The U.S. inflation debate will also address the ongoing disconnect between the Fed’s stated intentions for interest rates and the rate assumptions priced into financial markets. Paul McCulley notes that while the Fed has been coy about letting go of its inflation concern, financial markets have been brash about pricing in Fed easing. Eventually, he says, the standoff will end, but regardless of whether the Fed or the markets give way first, the ultimate result will be lower rates.
Global Liquidity and Risk Premiums
Another prime issue for PIMCO investment professionals will be global liquidity and the pressure it is exerting on global risk premiums. Recent research from PIMCO will lay the groundwork for discussion about sources and sustainability of the flood of liquidity and the pressure exerting on risk premiums in financial markets.
Ramin Toloui recently determined that the flood of petrodollars amid high oil prices is compounding the already large global investment impact of China and other economies that run current account surpluses. Those reserves, in turn, are compounding the impact of significant investment capital stemming from record corporate profits, hedge funds and private equity investment.
The vast amount of global liquidity has supported heavy demand for investments, which has caused explosive growth in such products as credit derivatives, as Mark Kiesel pointed out in December. But the liquidity has also crowded many established market sectors to the point where investors are not being properly compensated for taking on risk. Bill Gross said in December that by some measures, the compression of risk premiums in asset markets is reaching a natural limit, and that markets won’t likely be able to continue producing “cream out of skim milk.”
The Global Agenda
At the March Forum, participants will also focus on how the global economy is faring in the face of the U.S. economic slowdown. At PIMCO’s December Forum, Scott Mather noted that global growth, particularly in Europe, has been surprisingly resilient amid slower U.S. growth. That resilience will keep the European Central Bank’s sights set on euro zone economic data, especially as fiscal reforms and wage negotiations push through and potentially boost inflation. In March, Forum participants will discuss any early signs of how inflation trends are progressing in the euro zone.
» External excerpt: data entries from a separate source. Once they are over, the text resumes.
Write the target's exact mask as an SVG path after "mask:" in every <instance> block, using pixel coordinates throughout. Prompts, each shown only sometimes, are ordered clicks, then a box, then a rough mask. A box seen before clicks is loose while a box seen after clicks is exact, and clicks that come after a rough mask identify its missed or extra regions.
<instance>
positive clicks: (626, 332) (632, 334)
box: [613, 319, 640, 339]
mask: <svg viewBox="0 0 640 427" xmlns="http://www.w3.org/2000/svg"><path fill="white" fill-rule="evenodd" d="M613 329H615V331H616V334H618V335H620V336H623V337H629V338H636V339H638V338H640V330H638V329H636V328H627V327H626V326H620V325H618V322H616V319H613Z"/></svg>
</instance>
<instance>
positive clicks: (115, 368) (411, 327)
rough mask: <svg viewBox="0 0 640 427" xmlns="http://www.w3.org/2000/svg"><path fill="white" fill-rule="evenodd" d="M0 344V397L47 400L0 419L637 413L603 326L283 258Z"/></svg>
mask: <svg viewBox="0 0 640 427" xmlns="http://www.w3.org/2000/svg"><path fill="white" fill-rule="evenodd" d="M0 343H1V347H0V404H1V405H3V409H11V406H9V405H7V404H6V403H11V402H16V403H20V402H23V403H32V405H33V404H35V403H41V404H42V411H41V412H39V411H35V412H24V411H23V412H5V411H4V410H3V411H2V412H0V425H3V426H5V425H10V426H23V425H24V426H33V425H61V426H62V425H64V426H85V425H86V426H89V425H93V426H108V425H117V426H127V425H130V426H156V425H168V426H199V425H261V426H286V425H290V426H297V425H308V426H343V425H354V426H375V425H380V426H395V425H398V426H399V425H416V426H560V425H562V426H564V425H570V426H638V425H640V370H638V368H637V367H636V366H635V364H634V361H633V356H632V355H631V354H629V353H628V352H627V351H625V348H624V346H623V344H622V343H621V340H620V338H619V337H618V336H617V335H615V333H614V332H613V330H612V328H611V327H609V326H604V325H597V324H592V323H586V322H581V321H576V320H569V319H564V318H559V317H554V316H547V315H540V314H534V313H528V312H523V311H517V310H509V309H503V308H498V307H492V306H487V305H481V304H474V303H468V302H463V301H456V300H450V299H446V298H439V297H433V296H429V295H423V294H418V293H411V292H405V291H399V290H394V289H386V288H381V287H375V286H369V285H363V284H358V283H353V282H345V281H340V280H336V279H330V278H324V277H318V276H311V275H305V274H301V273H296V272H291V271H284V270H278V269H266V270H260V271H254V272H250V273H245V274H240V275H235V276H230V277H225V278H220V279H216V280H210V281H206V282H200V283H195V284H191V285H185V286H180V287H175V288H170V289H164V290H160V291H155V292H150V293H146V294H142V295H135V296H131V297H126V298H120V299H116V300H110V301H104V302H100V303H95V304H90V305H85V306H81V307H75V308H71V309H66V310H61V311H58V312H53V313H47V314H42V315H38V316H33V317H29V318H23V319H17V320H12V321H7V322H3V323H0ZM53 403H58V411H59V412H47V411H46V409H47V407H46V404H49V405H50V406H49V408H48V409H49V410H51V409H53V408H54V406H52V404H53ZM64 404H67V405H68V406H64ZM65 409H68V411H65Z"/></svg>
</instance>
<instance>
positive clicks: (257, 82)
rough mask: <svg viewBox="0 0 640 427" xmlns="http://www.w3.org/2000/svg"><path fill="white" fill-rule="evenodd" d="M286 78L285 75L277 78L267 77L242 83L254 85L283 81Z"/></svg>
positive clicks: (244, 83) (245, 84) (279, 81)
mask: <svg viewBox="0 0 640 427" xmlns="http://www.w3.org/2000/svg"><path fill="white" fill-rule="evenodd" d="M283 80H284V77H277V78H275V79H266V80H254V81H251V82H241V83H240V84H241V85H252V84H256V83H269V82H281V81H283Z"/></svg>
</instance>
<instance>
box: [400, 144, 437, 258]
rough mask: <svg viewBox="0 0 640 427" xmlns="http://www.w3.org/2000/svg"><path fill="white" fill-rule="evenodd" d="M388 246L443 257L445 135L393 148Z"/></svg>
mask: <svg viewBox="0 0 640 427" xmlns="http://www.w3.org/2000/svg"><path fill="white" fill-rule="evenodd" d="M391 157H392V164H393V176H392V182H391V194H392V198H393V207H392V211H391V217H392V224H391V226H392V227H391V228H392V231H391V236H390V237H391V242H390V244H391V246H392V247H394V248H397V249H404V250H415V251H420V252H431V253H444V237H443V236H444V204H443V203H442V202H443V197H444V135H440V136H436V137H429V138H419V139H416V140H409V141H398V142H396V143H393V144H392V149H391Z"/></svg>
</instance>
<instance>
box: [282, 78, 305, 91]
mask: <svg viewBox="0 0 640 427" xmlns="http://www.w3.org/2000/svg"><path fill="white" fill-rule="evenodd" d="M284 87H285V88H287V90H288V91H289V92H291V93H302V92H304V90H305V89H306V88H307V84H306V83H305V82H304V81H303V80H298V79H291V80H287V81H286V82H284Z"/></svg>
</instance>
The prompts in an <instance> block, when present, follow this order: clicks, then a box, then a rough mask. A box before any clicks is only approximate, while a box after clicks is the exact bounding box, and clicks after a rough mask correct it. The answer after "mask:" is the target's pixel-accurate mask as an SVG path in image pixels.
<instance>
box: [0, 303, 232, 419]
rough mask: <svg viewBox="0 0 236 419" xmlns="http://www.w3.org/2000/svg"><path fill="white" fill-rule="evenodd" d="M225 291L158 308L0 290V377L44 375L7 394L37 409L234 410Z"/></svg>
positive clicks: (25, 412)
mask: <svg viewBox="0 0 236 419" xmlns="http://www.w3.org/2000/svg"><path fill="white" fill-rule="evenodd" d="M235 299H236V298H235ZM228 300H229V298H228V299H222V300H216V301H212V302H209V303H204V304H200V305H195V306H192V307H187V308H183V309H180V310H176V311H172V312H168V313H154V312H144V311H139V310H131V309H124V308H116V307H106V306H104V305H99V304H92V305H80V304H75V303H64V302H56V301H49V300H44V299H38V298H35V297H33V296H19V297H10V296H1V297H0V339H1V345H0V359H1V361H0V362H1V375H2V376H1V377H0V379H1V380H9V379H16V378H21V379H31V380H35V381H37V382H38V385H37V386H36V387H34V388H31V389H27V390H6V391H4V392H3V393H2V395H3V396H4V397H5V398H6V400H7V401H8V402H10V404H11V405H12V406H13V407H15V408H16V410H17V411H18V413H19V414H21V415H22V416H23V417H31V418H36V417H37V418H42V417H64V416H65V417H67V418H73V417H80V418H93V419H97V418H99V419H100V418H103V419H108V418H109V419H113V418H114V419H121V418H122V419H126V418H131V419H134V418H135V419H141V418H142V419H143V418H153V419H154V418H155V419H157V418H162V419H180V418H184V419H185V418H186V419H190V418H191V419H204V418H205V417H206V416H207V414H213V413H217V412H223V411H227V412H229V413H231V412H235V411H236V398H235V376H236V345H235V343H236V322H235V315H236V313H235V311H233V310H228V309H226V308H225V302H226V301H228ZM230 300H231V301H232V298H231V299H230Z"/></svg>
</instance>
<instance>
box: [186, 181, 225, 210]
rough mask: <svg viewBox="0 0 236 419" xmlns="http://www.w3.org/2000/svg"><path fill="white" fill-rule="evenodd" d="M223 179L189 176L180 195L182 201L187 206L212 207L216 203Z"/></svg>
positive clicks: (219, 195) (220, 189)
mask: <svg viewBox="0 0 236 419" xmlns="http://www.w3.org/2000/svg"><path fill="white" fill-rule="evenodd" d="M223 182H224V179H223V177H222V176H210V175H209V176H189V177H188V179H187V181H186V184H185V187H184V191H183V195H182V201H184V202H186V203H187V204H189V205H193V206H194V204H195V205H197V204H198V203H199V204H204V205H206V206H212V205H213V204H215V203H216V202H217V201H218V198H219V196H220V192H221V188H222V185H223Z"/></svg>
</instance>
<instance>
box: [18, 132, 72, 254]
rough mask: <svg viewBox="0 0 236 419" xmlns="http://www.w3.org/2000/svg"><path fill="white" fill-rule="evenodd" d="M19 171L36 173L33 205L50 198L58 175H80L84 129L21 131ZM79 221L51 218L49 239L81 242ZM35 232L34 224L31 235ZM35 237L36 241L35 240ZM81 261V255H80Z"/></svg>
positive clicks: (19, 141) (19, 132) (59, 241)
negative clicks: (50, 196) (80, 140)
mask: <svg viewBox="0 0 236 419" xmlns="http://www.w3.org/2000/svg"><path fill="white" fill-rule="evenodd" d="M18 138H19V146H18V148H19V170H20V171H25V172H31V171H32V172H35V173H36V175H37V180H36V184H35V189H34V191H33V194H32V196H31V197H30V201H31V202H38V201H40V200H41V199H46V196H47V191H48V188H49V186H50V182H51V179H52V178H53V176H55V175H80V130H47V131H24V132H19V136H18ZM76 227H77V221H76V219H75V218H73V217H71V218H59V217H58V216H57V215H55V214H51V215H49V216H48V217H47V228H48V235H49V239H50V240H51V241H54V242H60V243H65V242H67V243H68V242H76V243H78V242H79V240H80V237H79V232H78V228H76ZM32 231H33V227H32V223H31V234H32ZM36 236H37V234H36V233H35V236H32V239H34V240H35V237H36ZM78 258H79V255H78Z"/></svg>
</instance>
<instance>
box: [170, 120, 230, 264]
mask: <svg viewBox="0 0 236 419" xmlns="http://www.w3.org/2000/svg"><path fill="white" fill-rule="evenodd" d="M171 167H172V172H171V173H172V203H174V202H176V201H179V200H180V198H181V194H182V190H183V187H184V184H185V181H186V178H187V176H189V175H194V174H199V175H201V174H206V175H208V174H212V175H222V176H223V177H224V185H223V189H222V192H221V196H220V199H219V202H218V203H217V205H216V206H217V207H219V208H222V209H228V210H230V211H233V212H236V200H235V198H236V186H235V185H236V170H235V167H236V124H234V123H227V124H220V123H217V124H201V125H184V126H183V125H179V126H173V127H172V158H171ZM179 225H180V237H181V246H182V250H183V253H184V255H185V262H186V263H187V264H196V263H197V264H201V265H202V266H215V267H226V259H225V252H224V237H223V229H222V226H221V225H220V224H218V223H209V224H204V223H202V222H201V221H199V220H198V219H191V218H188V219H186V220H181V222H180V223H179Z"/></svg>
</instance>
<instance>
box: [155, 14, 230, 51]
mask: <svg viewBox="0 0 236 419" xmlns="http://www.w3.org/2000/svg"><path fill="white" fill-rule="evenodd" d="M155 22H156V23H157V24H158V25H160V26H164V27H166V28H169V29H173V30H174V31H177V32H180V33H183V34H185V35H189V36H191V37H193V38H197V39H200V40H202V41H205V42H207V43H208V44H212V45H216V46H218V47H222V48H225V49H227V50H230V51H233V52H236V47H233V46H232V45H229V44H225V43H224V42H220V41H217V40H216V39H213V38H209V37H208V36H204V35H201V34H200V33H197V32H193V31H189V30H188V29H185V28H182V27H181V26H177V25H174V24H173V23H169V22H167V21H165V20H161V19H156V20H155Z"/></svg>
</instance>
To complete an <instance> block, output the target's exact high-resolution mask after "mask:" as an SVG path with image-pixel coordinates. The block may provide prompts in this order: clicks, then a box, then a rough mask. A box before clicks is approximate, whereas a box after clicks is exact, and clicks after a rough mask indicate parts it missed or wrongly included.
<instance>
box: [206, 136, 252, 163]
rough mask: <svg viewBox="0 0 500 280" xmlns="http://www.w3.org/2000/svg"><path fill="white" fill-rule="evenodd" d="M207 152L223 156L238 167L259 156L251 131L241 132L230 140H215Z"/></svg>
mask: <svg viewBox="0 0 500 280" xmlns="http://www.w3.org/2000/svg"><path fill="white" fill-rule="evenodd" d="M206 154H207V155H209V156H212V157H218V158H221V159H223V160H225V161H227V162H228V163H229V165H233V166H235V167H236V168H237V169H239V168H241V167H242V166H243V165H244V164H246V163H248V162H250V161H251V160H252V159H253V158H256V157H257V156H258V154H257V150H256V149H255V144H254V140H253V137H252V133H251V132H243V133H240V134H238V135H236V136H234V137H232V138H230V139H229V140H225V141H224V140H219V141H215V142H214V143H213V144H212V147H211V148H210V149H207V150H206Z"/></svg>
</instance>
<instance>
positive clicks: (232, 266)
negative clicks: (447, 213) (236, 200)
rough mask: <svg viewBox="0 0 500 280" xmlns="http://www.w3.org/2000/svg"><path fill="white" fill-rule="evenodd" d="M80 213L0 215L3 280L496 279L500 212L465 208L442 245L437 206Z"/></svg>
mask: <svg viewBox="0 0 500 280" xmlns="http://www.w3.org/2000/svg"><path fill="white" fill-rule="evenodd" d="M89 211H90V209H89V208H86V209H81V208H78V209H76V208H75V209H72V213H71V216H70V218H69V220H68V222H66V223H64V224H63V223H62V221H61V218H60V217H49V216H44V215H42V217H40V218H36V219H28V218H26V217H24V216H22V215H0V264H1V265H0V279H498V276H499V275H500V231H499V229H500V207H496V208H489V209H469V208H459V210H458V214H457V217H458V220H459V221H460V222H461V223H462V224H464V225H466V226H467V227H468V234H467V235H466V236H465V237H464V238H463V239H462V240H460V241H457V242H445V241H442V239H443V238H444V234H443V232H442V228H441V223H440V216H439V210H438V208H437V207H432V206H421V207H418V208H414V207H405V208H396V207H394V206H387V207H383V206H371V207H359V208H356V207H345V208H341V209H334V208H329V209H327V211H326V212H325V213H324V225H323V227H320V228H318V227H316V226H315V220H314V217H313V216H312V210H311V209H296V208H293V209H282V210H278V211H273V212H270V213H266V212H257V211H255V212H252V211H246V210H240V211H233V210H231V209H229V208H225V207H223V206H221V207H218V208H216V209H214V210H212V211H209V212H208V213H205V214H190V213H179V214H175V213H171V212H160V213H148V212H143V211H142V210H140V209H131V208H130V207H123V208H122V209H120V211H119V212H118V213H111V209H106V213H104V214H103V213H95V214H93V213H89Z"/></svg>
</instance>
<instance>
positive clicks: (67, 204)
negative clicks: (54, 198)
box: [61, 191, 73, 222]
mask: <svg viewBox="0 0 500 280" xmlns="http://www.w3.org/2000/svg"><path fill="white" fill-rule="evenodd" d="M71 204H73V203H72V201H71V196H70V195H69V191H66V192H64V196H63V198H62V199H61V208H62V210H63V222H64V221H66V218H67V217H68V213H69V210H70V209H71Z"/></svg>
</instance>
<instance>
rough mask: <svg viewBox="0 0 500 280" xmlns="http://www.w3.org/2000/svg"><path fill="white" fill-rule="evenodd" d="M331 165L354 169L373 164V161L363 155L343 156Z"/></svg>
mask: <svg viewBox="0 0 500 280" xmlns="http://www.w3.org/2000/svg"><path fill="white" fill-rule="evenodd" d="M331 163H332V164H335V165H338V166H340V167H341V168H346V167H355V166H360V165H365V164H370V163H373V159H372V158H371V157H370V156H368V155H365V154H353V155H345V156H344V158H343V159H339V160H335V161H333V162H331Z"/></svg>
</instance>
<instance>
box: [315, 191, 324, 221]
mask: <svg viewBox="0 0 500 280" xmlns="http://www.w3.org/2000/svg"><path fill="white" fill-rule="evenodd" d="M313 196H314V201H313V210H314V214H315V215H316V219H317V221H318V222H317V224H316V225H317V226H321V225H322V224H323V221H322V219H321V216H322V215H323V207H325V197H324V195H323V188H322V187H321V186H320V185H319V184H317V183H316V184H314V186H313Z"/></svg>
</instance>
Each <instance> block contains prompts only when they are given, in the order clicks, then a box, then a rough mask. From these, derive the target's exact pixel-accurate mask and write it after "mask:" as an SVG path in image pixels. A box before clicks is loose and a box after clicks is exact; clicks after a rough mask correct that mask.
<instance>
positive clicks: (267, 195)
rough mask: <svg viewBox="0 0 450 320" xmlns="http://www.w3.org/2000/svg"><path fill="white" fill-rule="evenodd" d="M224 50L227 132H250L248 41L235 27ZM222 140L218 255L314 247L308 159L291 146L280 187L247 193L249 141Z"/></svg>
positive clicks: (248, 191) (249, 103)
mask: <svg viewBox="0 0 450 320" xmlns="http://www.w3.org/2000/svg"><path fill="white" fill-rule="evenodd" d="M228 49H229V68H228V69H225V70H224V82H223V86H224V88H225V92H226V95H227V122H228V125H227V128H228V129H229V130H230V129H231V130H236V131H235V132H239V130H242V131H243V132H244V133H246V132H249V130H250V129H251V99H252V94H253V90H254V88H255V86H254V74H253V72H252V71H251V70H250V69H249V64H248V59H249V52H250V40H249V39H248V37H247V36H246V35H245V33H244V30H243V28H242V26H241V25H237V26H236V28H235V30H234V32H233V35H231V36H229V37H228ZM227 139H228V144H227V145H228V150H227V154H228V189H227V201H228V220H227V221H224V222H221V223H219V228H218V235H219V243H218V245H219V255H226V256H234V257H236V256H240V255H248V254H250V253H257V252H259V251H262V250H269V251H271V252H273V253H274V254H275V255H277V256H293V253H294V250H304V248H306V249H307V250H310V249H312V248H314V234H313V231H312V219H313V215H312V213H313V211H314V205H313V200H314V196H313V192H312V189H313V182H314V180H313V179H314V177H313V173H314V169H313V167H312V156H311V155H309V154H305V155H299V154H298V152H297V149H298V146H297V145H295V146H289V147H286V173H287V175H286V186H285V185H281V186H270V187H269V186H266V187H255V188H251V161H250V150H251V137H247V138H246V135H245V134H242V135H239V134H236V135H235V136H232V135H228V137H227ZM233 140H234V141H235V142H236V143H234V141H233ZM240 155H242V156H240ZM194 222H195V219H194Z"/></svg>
The impact of a strong U.K. housing on Bank of England policy also remains a key discussion topic. Forum Participants will discuss whether the U.K. housing is nearing the late stages of its cycle, as Emanuele Ravano has suggested.
Meanwhile, other regions are also finding that the moderating U.S. economy is not yet sending shockwaves beyond the U.S. border. For example, Ed Devlin notes that even as Canada faces risks from slowing U.S. growth, the robust Canadian housing market, sturdy employment, steady business investment and the potential for higher government spending are offering a potential offset.
The ongoing strength in emerging markets will also be a key focus at the March Forum. Emerging markets performed strongly in 2006 amid continued structural improvements that are transforming the asset class. As with all investments, risks in emerging markets cannot be ignored, yet Curtis Mewbourne suggests that the asset class is likely to remain favorable in 2007, due to improving fundamentals and an increasing decoupling between the economies of emerging markets and industrialized nations.